Regular conditional probabilities, in factorized form, exist in Polish spaces with the Borel σ - algebra, general applies: If an arbitrary random variable with values ​​in a Polish space, then there exists a version of the distribution in the form of a stochastic core:

Special cases

( 1) For the trivial σ - algebra is simple expectation values ​​and probabilities obtained:

According applies and for all in condition on the value of a constant random variable.

( 2) Simple σ - algebras: It has, and has but himself and the empty set no subsets, the value of on the conventional conditional probability is the same:

This shows that the above calculations are consistent in the discrete case with the general definition.

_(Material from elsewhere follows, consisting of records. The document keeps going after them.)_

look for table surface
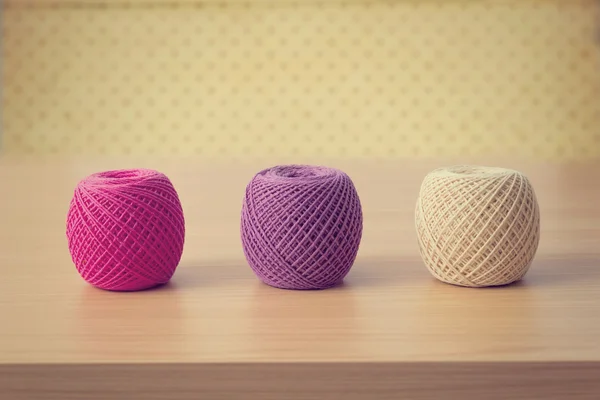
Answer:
[0,159,600,365]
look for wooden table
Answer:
[0,159,600,400]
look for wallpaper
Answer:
[0,0,600,160]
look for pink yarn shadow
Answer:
[241,165,363,289]
[67,169,185,291]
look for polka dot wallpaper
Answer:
[1,0,600,160]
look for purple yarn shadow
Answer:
[241,165,363,290]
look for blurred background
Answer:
[0,0,600,161]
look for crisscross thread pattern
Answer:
[241,165,363,289]
[67,169,185,291]
[415,166,540,287]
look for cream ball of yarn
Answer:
[415,166,540,287]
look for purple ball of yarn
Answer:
[241,165,363,289]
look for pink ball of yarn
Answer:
[241,165,363,289]
[67,169,185,291]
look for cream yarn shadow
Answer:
[415,166,540,287]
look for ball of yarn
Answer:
[416,166,540,287]
[67,169,185,291]
[241,165,362,289]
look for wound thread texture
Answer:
[241,165,363,289]
[415,166,540,287]
[67,169,185,291]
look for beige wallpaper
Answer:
[1,0,600,160]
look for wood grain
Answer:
[0,159,600,399]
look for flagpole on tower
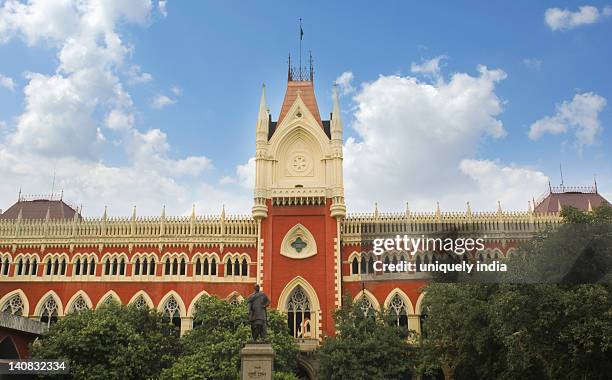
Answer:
[300,17,304,76]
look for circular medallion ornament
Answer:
[287,152,311,175]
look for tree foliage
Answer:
[31,302,180,379]
[162,297,298,380]
[318,297,414,380]
[420,205,612,379]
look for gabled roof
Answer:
[0,199,77,219]
[534,187,610,213]
[278,80,323,128]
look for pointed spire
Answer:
[330,82,343,141]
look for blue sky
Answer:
[0,0,612,214]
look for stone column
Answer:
[240,343,274,380]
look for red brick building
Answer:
[0,63,605,370]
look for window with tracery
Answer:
[389,294,408,327]
[70,295,89,313]
[357,295,376,317]
[40,296,58,326]
[287,285,313,338]
[134,294,149,310]
[162,297,181,328]
[2,294,23,316]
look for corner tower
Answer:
[253,55,346,340]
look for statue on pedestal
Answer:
[247,284,270,342]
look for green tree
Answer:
[162,297,298,380]
[31,302,180,379]
[318,297,414,380]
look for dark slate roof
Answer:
[0,199,77,219]
[534,188,610,213]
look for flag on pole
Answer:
[300,19,304,41]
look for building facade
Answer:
[0,63,605,360]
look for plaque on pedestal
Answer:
[240,343,274,380]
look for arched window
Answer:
[17,258,23,276]
[180,259,187,276]
[203,258,210,276]
[287,285,312,338]
[134,294,149,310]
[73,258,81,276]
[351,257,359,274]
[234,259,240,276]
[193,257,202,276]
[162,297,181,329]
[241,259,249,276]
[210,258,217,276]
[172,258,178,275]
[389,294,408,327]
[2,258,9,276]
[134,258,140,276]
[68,295,89,313]
[53,259,59,276]
[357,295,376,317]
[40,296,57,326]
[2,294,23,316]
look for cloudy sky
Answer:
[0,0,612,216]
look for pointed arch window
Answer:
[2,294,24,316]
[287,285,313,338]
[40,296,58,326]
[162,296,181,329]
[134,294,149,310]
[69,295,89,313]
[389,294,408,327]
[2,257,10,276]
[357,295,376,317]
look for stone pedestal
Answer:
[240,343,274,380]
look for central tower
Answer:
[253,60,346,344]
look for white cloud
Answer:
[334,71,355,95]
[0,0,252,215]
[127,65,153,83]
[344,65,543,211]
[0,74,15,91]
[157,0,168,17]
[544,5,612,30]
[151,94,176,109]
[523,58,542,71]
[529,92,606,147]
[410,55,447,78]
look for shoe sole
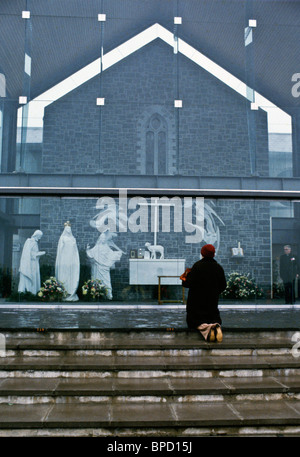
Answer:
[208,329,216,342]
[216,327,223,343]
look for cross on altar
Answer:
[140,197,175,246]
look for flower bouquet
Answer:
[81,279,107,301]
[222,272,263,299]
[37,276,67,301]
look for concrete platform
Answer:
[0,301,300,330]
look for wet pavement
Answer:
[0,302,300,330]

( 3) Calculating with densities: Is a limited density function of the joint distribution of random variables, then

The density of a regular conditional distribution in the factorized form and for the conditional expectation applies

( 4) In the following cases, you can specify regular conditional distributions:

  • If independently of, in the form
  • If, measurable in the form of ( Diracmaß )
  • For the pair, is measured when, in the form if a regular conditional distribution is used to calculate the expression on the right hand side.

Calculation rules

All of the following statements are valid only almost certain ( almost - everywhere), if they contain conditional expectations. Instead of one can write also a random variable.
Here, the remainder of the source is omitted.